Мы с мамой собираемся на свидание к папе. Вот и свидание. Папа сидит по одну сторону стола, мама по другую, а посередине уселся бородатый жандарм, положив на стол между ними руки.
Я бегаю по комнате и кричу. Мне надоело слушать разговоры старших.
— Не кричи! — говорит отец. — Полицейский заберет.
— А вот полицейский! — отвечаю я и показываю на жандарма. И он смеется, и родители мои смеются, и я счастлив и доволен.
Любопытно, что это я запомнил. А страшную, напугавшую меня чуть не до судорог сцену, разыгравшуюся в конце свидания, забыл начисто, просто выбросил вон из души. Очевидно, она была уж слишком тяжела для моих трех лет.
Когда, прощаясь, отец поцеловал маму, жандарм вдруг схватил ее руками за щеки.
— Выплюньте записку, я приказываю!
Отец бросился на обидчика с кулаками. Вбежали солдаты, конвойные. Отца увели. Я завизжал так, что потом целый день не говорил, а сипел. Мама плакала. Ее все — таки обыскали, но никакой записки не обнаружили. Бородачу, которого я только что рассмешил, просто почудилось, что папа, целуя, передал записку маме.
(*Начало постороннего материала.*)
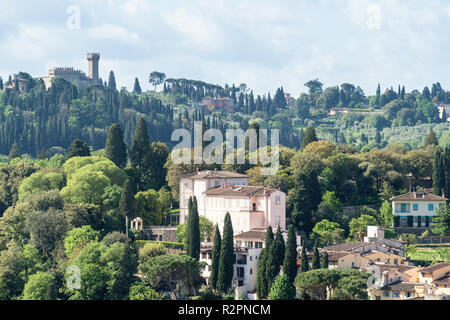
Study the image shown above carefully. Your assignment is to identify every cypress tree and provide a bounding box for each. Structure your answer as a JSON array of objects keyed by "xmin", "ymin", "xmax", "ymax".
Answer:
[
  {"xmin": 133, "ymin": 78, "xmax": 142, "ymax": 94},
  {"xmin": 8, "ymin": 141, "xmax": 20, "ymax": 160},
  {"xmin": 283, "ymin": 224, "xmax": 297, "ymax": 283},
  {"xmin": 119, "ymin": 180, "xmax": 136, "ymax": 237},
  {"xmin": 67, "ymin": 139, "xmax": 91, "ymax": 159},
  {"xmin": 311, "ymin": 242, "xmax": 320, "ymax": 270},
  {"xmin": 302, "ymin": 127, "xmax": 317, "ymax": 149},
  {"xmin": 186, "ymin": 196, "xmax": 200, "ymax": 260},
  {"xmin": 108, "ymin": 70, "xmax": 116, "ymax": 90},
  {"xmin": 322, "ymin": 251, "xmax": 328, "ymax": 269},
  {"xmin": 217, "ymin": 212, "xmax": 235, "ymax": 293},
  {"xmin": 209, "ymin": 224, "xmax": 222, "ymax": 289},
  {"xmin": 105, "ymin": 123, "xmax": 127, "ymax": 168},
  {"xmin": 266, "ymin": 226, "xmax": 285, "ymax": 291},
  {"xmin": 256, "ymin": 248, "xmax": 268, "ymax": 300},
  {"xmin": 433, "ymin": 149, "xmax": 446, "ymax": 195},
  {"xmin": 300, "ymin": 241, "xmax": 309, "ymax": 272},
  {"xmin": 129, "ymin": 118, "xmax": 150, "ymax": 190}
]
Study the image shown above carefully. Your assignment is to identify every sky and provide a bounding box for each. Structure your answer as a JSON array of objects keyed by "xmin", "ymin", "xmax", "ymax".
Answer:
[{"xmin": 0, "ymin": 0, "xmax": 450, "ymax": 97}]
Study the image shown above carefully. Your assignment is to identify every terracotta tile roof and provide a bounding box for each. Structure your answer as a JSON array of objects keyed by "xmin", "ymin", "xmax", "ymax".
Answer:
[
  {"xmin": 234, "ymin": 228, "xmax": 266, "ymax": 241},
  {"xmin": 203, "ymin": 184, "xmax": 278, "ymax": 197},
  {"xmin": 380, "ymin": 281, "xmax": 420, "ymax": 292},
  {"xmin": 180, "ymin": 170, "xmax": 248, "ymax": 179},
  {"xmin": 420, "ymin": 262, "xmax": 450, "ymax": 273},
  {"xmin": 389, "ymin": 191, "xmax": 448, "ymax": 201},
  {"xmin": 324, "ymin": 241, "xmax": 371, "ymax": 252}
]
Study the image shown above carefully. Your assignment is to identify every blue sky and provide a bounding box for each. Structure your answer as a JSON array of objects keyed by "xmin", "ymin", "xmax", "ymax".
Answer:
[{"xmin": 0, "ymin": 0, "xmax": 450, "ymax": 97}]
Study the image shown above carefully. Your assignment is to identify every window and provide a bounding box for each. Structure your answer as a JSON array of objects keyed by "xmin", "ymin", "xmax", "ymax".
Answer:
[
  {"xmin": 275, "ymin": 216, "xmax": 280, "ymax": 226},
  {"xmin": 275, "ymin": 196, "xmax": 281, "ymax": 204}
]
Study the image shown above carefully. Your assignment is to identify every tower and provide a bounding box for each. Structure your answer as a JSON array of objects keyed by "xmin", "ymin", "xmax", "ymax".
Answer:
[{"xmin": 88, "ymin": 53, "xmax": 100, "ymax": 81}]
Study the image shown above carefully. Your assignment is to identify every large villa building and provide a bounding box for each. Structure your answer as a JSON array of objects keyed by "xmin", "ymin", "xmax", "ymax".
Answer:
[
  {"xmin": 390, "ymin": 190, "xmax": 448, "ymax": 228},
  {"xmin": 180, "ymin": 171, "xmax": 286, "ymax": 235}
]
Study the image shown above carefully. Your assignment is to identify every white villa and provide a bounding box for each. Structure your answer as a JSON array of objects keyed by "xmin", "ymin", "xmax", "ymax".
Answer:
[
  {"xmin": 390, "ymin": 191, "xmax": 448, "ymax": 228},
  {"xmin": 180, "ymin": 171, "xmax": 286, "ymax": 235}
]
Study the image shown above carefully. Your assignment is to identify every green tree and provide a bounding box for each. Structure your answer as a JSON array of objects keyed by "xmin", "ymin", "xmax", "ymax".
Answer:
[
  {"xmin": 119, "ymin": 180, "xmax": 136, "ymax": 237},
  {"xmin": 217, "ymin": 212, "xmax": 234, "ymax": 293},
  {"xmin": 311, "ymin": 243, "xmax": 320, "ymax": 270},
  {"xmin": 133, "ymin": 78, "xmax": 142, "ymax": 94},
  {"xmin": 299, "ymin": 241, "xmax": 309, "ymax": 272},
  {"xmin": 67, "ymin": 139, "xmax": 91, "ymax": 159},
  {"xmin": 322, "ymin": 251, "xmax": 329, "ymax": 269},
  {"xmin": 302, "ymin": 127, "xmax": 317, "ymax": 149},
  {"xmin": 105, "ymin": 123, "xmax": 127, "ymax": 169},
  {"xmin": 23, "ymin": 271, "xmax": 57, "ymax": 300},
  {"xmin": 269, "ymin": 275, "xmax": 295, "ymax": 300},
  {"xmin": 283, "ymin": 225, "xmax": 297, "ymax": 283},
  {"xmin": 423, "ymin": 129, "xmax": 439, "ymax": 147},
  {"xmin": 129, "ymin": 118, "xmax": 149, "ymax": 190},
  {"xmin": 64, "ymin": 226, "xmax": 100, "ymax": 256},
  {"xmin": 209, "ymin": 224, "xmax": 222, "ymax": 289},
  {"xmin": 186, "ymin": 196, "xmax": 200, "ymax": 260},
  {"xmin": 108, "ymin": 70, "xmax": 116, "ymax": 90},
  {"xmin": 266, "ymin": 226, "xmax": 285, "ymax": 288},
  {"xmin": 8, "ymin": 141, "xmax": 20, "ymax": 160},
  {"xmin": 431, "ymin": 204, "xmax": 450, "ymax": 236}
]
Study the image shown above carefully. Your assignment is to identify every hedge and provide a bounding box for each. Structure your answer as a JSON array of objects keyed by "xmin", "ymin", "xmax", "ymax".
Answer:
[{"xmin": 136, "ymin": 240, "xmax": 184, "ymax": 250}]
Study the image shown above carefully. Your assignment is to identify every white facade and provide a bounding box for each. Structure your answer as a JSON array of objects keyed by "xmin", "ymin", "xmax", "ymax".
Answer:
[{"xmin": 180, "ymin": 172, "xmax": 286, "ymax": 235}]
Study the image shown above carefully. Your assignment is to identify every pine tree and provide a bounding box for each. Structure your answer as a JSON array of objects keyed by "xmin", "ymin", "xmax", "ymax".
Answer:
[
  {"xmin": 119, "ymin": 180, "xmax": 136, "ymax": 237},
  {"xmin": 322, "ymin": 251, "xmax": 329, "ymax": 269},
  {"xmin": 129, "ymin": 118, "xmax": 150, "ymax": 190},
  {"xmin": 311, "ymin": 242, "xmax": 320, "ymax": 270},
  {"xmin": 105, "ymin": 123, "xmax": 127, "ymax": 168},
  {"xmin": 186, "ymin": 196, "xmax": 200, "ymax": 260},
  {"xmin": 217, "ymin": 212, "xmax": 234, "ymax": 293},
  {"xmin": 133, "ymin": 78, "xmax": 142, "ymax": 94},
  {"xmin": 283, "ymin": 224, "xmax": 297, "ymax": 283},
  {"xmin": 8, "ymin": 141, "xmax": 20, "ymax": 160},
  {"xmin": 67, "ymin": 139, "xmax": 91, "ymax": 159},
  {"xmin": 433, "ymin": 149, "xmax": 446, "ymax": 195},
  {"xmin": 108, "ymin": 70, "xmax": 116, "ymax": 90},
  {"xmin": 209, "ymin": 224, "xmax": 222, "ymax": 289},
  {"xmin": 302, "ymin": 127, "xmax": 317, "ymax": 149},
  {"xmin": 299, "ymin": 241, "xmax": 309, "ymax": 272}
]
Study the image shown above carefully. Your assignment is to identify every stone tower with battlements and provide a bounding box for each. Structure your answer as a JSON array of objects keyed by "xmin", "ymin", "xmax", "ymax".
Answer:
[{"xmin": 87, "ymin": 53, "xmax": 100, "ymax": 81}]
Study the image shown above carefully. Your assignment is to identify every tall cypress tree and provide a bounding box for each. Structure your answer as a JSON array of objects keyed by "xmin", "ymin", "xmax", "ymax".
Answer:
[
  {"xmin": 256, "ymin": 248, "xmax": 268, "ymax": 300},
  {"xmin": 133, "ymin": 78, "xmax": 142, "ymax": 94},
  {"xmin": 217, "ymin": 212, "xmax": 234, "ymax": 293},
  {"xmin": 209, "ymin": 224, "xmax": 222, "ymax": 289},
  {"xmin": 67, "ymin": 139, "xmax": 91, "ymax": 159},
  {"xmin": 266, "ymin": 226, "xmax": 285, "ymax": 291},
  {"xmin": 108, "ymin": 70, "xmax": 116, "ymax": 90},
  {"xmin": 119, "ymin": 180, "xmax": 136, "ymax": 237},
  {"xmin": 433, "ymin": 149, "xmax": 446, "ymax": 195},
  {"xmin": 283, "ymin": 224, "xmax": 297, "ymax": 282},
  {"xmin": 299, "ymin": 241, "xmax": 309, "ymax": 272},
  {"xmin": 105, "ymin": 123, "xmax": 127, "ymax": 168},
  {"xmin": 322, "ymin": 251, "xmax": 329, "ymax": 269},
  {"xmin": 186, "ymin": 196, "xmax": 200, "ymax": 260},
  {"xmin": 129, "ymin": 118, "xmax": 150, "ymax": 190},
  {"xmin": 311, "ymin": 242, "xmax": 320, "ymax": 270}
]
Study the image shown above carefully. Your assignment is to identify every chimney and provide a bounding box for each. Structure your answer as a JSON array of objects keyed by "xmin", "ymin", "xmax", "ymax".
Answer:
[{"xmin": 381, "ymin": 271, "xmax": 389, "ymax": 286}]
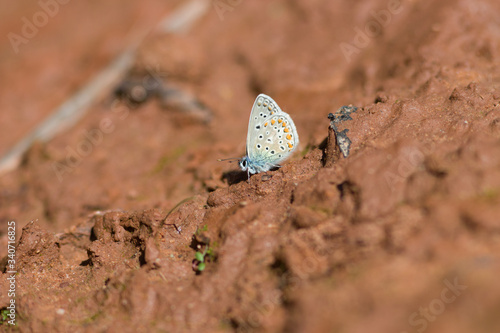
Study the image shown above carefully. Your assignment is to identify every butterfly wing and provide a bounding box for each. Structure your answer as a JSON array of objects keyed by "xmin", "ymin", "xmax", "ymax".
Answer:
[{"xmin": 247, "ymin": 94, "xmax": 299, "ymax": 170}]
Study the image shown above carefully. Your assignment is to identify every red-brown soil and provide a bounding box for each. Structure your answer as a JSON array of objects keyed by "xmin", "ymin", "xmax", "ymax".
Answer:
[{"xmin": 0, "ymin": 0, "xmax": 500, "ymax": 333}]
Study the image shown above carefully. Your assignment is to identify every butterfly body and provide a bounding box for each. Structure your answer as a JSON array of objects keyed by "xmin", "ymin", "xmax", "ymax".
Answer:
[{"xmin": 239, "ymin": 94, "xmax": 299, "ymax": 175}]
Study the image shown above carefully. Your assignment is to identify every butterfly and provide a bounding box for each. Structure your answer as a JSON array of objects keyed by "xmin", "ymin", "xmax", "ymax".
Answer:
[{"xmin": 238, "ymin": 94, "xmax": 299, "ymax": 177}]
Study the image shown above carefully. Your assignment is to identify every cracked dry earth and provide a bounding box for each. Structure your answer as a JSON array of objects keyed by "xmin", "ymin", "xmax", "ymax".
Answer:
[{"xmin": 0, "ymin": 0, "xmax": 500, "ymax": 333}]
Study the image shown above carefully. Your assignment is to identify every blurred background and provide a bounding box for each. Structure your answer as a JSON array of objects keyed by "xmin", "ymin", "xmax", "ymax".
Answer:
[{"xmin": 0, "ymin": 0, "xmax": 500, "ymax": 333}]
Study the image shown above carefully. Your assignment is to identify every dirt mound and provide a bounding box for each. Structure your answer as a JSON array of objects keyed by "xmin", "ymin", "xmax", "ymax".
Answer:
[{"xmin": 0, "ymin": 0, "xmax": 500, "ymax": 333}]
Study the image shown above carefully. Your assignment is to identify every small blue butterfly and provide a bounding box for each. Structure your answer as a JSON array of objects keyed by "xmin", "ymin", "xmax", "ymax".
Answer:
[{"xmin": 238, "ymin": 94, "xmax": 299, "ymax": 176}]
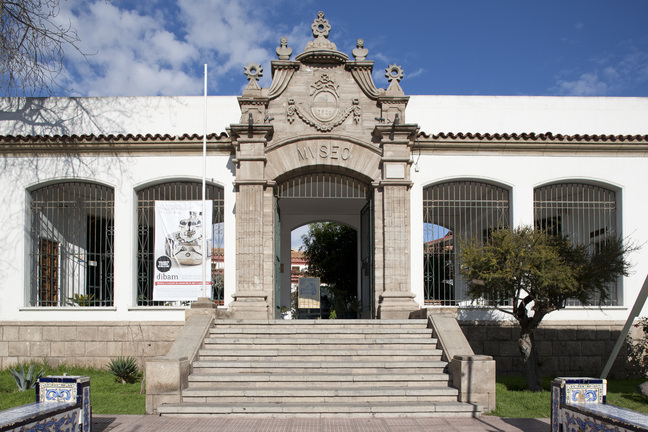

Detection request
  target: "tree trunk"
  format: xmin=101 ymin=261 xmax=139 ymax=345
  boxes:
xmin=518 ymin=328 xmax=542 ymax=392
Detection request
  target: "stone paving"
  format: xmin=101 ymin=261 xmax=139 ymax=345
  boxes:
xmin=92 ymin=415 xmax=549 ymax=432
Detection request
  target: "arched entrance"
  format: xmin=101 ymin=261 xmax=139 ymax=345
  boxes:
xmin=274 ymin=169 xmax=375 ymax=318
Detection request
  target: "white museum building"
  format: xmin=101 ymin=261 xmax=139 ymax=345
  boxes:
xmin=0 ymin=11 xmax=648 ymax=384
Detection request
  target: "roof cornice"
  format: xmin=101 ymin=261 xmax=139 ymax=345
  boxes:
xmin=412 ymin=132 xmax=648 ymax=156
xmin=0 ymin=133 xmax=231 ymax=155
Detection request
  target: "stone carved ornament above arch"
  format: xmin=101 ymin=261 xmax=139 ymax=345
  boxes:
xmin=265 ymin=135 xmax=382 ymax=181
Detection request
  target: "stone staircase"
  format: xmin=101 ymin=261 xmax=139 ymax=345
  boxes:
xmin=158 ymin=320 xmax=480 ymax=417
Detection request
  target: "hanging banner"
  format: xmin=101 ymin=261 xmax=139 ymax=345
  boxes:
xmin=153 ymin=201 xmax=213 ymax=301
xmin=297 ymin=278 xmax=321 ymax=309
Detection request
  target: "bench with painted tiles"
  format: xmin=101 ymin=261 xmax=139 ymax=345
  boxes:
xmin=551 ymin=378 xmax=648 ymax=432
xmin=0 ymin=376 xmax=92 ymax=432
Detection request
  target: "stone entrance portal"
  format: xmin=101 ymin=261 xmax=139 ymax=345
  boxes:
xmin=275 ymin=172 xmax=376 ymax=318
xmin=229 ymin=12 xmax=418 ymax=319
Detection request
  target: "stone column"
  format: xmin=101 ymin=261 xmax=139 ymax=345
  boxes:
xmin=230 ymin=123 xmax=274 ymax=319
xmin=374 ymin=122 xmax=419 ymax=319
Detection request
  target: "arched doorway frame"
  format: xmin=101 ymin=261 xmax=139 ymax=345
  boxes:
xmin=274 ymin=165 xmax=376 ymax=318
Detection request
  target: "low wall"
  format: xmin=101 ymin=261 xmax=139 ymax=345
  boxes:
xmin=0 ymin=321 xmax=184 ymax=369
xmin=459 ymin=321 xmax=636 ymax=378
xmin=0 ymin=321 xmax=635 ymax=377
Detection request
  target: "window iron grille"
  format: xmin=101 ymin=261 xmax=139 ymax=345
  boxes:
xmin=423 ymin=181 xmax=510 ymax=306
xmin=28 ymin=182 xmax=115 ymax=307
xmin=533 ymin=183 xmax=620 ymax=306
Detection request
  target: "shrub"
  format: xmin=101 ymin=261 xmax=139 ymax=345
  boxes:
xmin=9 ymin=364 xmax=45 ymax=391
xmin=108 ymin=357 xmax=140 ymax=384
xmin=626 ymin=317 xmax=648 ymax=378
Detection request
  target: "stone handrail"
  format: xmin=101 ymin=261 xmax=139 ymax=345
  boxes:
xmin=416 ymin=309 xmax=496 ymax=411
xmin=145 ymin=310 xmax=214 ymax=414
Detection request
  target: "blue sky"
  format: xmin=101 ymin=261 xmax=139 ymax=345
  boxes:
xmin=53 ymin=0 xmax=648 ymax=96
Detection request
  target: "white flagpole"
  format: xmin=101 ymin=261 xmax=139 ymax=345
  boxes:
xmin=202 ymin=64 xmax=211 ymax=298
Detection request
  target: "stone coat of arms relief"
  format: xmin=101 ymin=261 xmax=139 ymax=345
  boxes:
xmin=286 ymin=73 xmax=362 ymax=132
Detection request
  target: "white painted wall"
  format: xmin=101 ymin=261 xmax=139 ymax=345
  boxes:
xmin=0 ymin=155 xmax=236 ymax=321
xmin=411 ymin=154 xmax=648 ymax=320
xmin=405 ymin=96 xmax=648 ymax=135
xmin=0 ymin=96 xmax=648 ymax=321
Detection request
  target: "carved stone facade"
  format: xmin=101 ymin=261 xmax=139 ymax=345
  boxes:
xmin=229 ymin=12 xmax=418 ymax=319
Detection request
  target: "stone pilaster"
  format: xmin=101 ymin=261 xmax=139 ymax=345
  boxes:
xmin=230 ymin=123 xmax=274 ymax=319
xmin=374 ymin=123 xmax=418 ymax=319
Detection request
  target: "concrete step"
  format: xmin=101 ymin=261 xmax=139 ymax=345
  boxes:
xmin=182 ymin=386 xmax=458 ymax=403
xmin=204 ymin=338 xmax=438 ymax=349
xmin=158 ymin=401 xmax=482 ymax=418
xmin=193 ymin=359 xmax=448 ymax=373
xmin=189 ymin=373 xmax=449 ymax=388
xmin=159 ymin=320 xmax=481 ymax=417
xmin=214 ymin=319 xmax=427 ymax=329
xmin=199 ymin=348 xmax=443 ymax=362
После полугодового сидения в одиночке отца освободили. Теперь он состоял под гласным надзором полиции и не имел права служить в губернских городах.
Папа работает врачом в имении где — то в Кубанской области, кажется, недалеко от Армавира.
Вот он идет в высоких сапогах, в руках ружье. Он тщательно целится прямо в небо. И я гляжу туда же и вижу: ястреб кружится над нашим двором.
Имением владеют братья, вероятно, греки, потому что старшего из них зовут, к моему удивлению и даже негодованию, Папа Капитонович. Обедали мы за одним столом с хозяевами. Отсюда однажды я был с позором выведен вон. Произошло это следующим образом.
Старшие пытались установить — что такое понятие относительное. И приводили примеры тому.
Меня баловали, я был единственным ребенком в доме. Выражения, свойственные взрослым, когда употреблял их я, ужасно смешили присутствующих, чем я с наслаждением пользовался. И вот в тот несчастный день я решился блеснуть словом, значения которого не понимал. Оно представлялось мне редким и умным, я только что подхватил его во дворе. Я тогда уже усвоил, что перебивать старших не полагается. Поэтому я дождался перерыва в разговоре и в полной тишине спросил во весь голос:
— А — понятие относительное?
И вдруг по множеству признаков, учитываемых мгновенно, я понял, что совершил неловкость. Я осрамился! Папа схватил меня за руку и потащил вон из — за стола. Лицо его не было гневным, как в тех случаях, когда я доводил его до крайности. Более того. По вздрагивающим губам отца я понял, что он изо всех сил старается не засмеяться. Но это не утешило, а еще больше ужаснуло меня. Позор! Я нечаянно сделал непристойность! Осрамился! Конечно, у меня тогда не нашлось бы слов, чтобы выразить свои чувства, но они были именно таковы, как я пишу сегодня. Позор, позор, который запомнился мне на всю жизнь.
Взрослые решили ехать куда — то кататься. Мама, к моему горю, собиралась тоже и вдруг неожиданно отказалась. Но едва я успел обрадоваться, как кто — то из взрослых — помню, что был он маленький и худенький человечек, — сказал с искренним сожалением:
— Вот тебе и раз!
И эти простые слова пронзили меня, обожгли. Я заплакал, так мне стало жалко бедного человечка.
В имении служил отец недолго. Он поссорился с одним из владельцев, и мы уехали оттуда почти так же скоро, как из Дмитрова, только на этот раз все втроем. Почему папа поссорился с хозяевами, не пойму. Я спрашивал об этом уже в тридцатых годах, но он отказался объяснить причины ссоры. Так же упорно молчала об этом мама.
И вот мы снова в Екатеринодаре.
У папиных родителей, у дедушки и бабушки, мы тогда не останавливались. Мама все не могла поладить с бабушкой. Как я узнал впоследствии, однажды даже они поссорились на свидании в тюрьме, чем довели папу до слез, а потом отправили ему совместно написанное письмо, чтобы его утешить.
Я знал, что бабушка и мама друг с другом не ладят, и это явление представлялось мне обязательным, я привык к нему. Я не осуждал бабушку за то, что она ссорится с мамой. Раз так положено — чего же тут осуждать или обсуждать.